LightMesh documents public IP allocations, NAT mappings, and DNS entries linked to IP assignments. This supports citizen-facing service continuity, public IP reclaim, and cost control. Read-only cloud DNS sync is on the roadmap.

Best practices

  1. Choose self-hosted when policy requires it. Use self-hosted deployment for air-gapped, restricted, or sovereign environments. Use SaaS when allowed. See Self-Hosted.

  2. Model agencies as separate Sites or Zones. Keep agency address space separate with RBAC. Central visibility and agency-specific control are not in conflict when the model is right.

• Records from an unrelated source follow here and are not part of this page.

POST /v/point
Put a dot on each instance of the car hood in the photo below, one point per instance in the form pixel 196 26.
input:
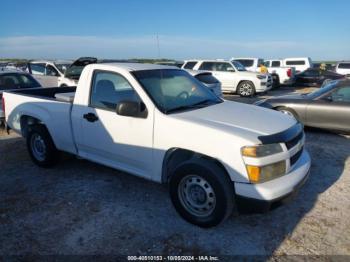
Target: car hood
pixel 239 118
pixel 248 73
pixel 83 61
pixel 292 96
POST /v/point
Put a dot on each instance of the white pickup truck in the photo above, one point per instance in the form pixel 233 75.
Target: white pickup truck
pixel 160 123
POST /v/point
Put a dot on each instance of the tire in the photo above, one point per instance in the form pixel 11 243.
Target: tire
pixel 277 83
pixel 246 89
pixel 325 82
pixel 202 193
pixel 41 148
pixel 288 111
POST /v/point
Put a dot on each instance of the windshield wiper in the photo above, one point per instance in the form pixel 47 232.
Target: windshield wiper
pixel 196 105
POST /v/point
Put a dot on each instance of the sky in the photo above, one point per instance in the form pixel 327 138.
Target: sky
pixel 177 29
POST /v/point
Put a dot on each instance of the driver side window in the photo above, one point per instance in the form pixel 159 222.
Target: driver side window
pixel 108 89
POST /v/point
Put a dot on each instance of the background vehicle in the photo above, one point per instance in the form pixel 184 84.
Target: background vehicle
pixel 330 67
pixel 159 123
pixel 300 64
pixel 251 64
pixel 343 68
pixel 178 64
pixel 73 72
pixel 284 74
pixel 14 80
pixel 234 77
pixel 47 72
pixel 208 80
pixel 327 107
pixel 189 64
pixel 315 77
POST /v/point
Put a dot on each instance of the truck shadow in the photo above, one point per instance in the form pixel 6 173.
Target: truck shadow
pixel 141 212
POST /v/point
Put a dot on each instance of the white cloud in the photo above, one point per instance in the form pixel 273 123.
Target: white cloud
pixel 178 47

  3. Plan cloud landing zone CIDRs before provisioning. Reserve CIDRs for each landing zone account before Terraform or the cloud console provisions them. Planned state in LightMesh should lead, not follow.

  4. Use RBAC and audit logging for government auditors. Apply roles and RBAC and audit logging to produce defensible records of ownership and change history.

  5. Rationalize legacy ranges before migration. Import legacy ranges as separate sites or zones. Identify overlaps. Plan rationalisation before migration waves start.

  6. Document public IP and NAT for citizen-facing services. Track public IP allocations, NAT mappings, and DNS entries linked to IP assignments. Reclaim unused public IPs during FinOps reviews.

  7. Integrate with ITSM for change-control evidence. Use the Requestor workflow today. Position ITSM alerting as the bridge from IPAM action to ticket of record when available.

What LightMesh does not do

LightMesh is a read-only source of network intelligence for public sector environments. It does not:

  • Guarantee FedRAMP or any compliance outcome. LightMesh provides evidence and audit trails that support compliance assessments. It does not certify compliance.

  • Push network or cloud configuration. LightMesh documents address space and provides planning tools. It does not modify routers, firewalls, cloud infrastructure, or ITSM systems.

  • Replace ITSM, CMDB, or SIEM. LightMesh complements these tools with IP attribution context. The ITSM system remains the source of record for tickets.

  • Replace a sovereign DNS or DHCP platform. LightMesh documents DNS and DHCP records linked to IP assignments. It is not an authoritative DNS or DHCP server.

  • Operate disconnected without a deployment. Self-hosted deployment is supported, but LightMesh requires a deployment to function. It does not run as a pure library.

FAQ

Can LightMesh be self-hosted for government environments? Yes. LightMesh supports self-hosted deployment for air-gapped, restricted, or sovereign environments where SaaS is not permitted. Self-hosted keeps IPAM data under agency control without the complexity of legacy DDI. See Self-Hosted.

Does LightMesh guarantee FedRAMP compliance? No. LightMesh provides evidence and audit trails that support FedRAMP and other government compliance assessments. It does not certify compliance. Your security and compliance teams own that outcome.

How does LightMesh help government SOC and compliance teams? LightMesh resolves IPs to agency, site, zone, owner, and change history. It produces defensible records of ownership and change for auditors. Use RBAC and audit logging to control access and evidence.

How does LightMesh support cloud landing zone planning? LightMesh syncs AWS and Azure accounts read-only and documents on-prem allocations. Reserve CIDRs for each landing zone account before provisioning. Planned state in LightMesh should lead, not follow.

How do I consolidate IPAM across multiple agencies? Model agencies, ministries, or municipalities as separate Sites or Zones with RBAC for central visibility and agency-specific control. Use custom attributes for agency, environment, owner, and support group.

Can LightMesh document public IP and DNS for citizen-facing services? Yes. LightMesh documents public IP allocations, NAT mappings, and DNS entries linked to IP assignments. This supports citizen-facing service continuity, public IP reclaim, and cost control. Read-only cloud DNS sync is on the roadmap.

Does LightMesh integrate with ServiceNow or ITSM? LightMesh Requestor workflow is available today. ITSM alerting and ticket integration is on the roadmap. LightMesh does not make the ITSM the source of IPAM truth; it provides the network context that ITSM tickets need for audit.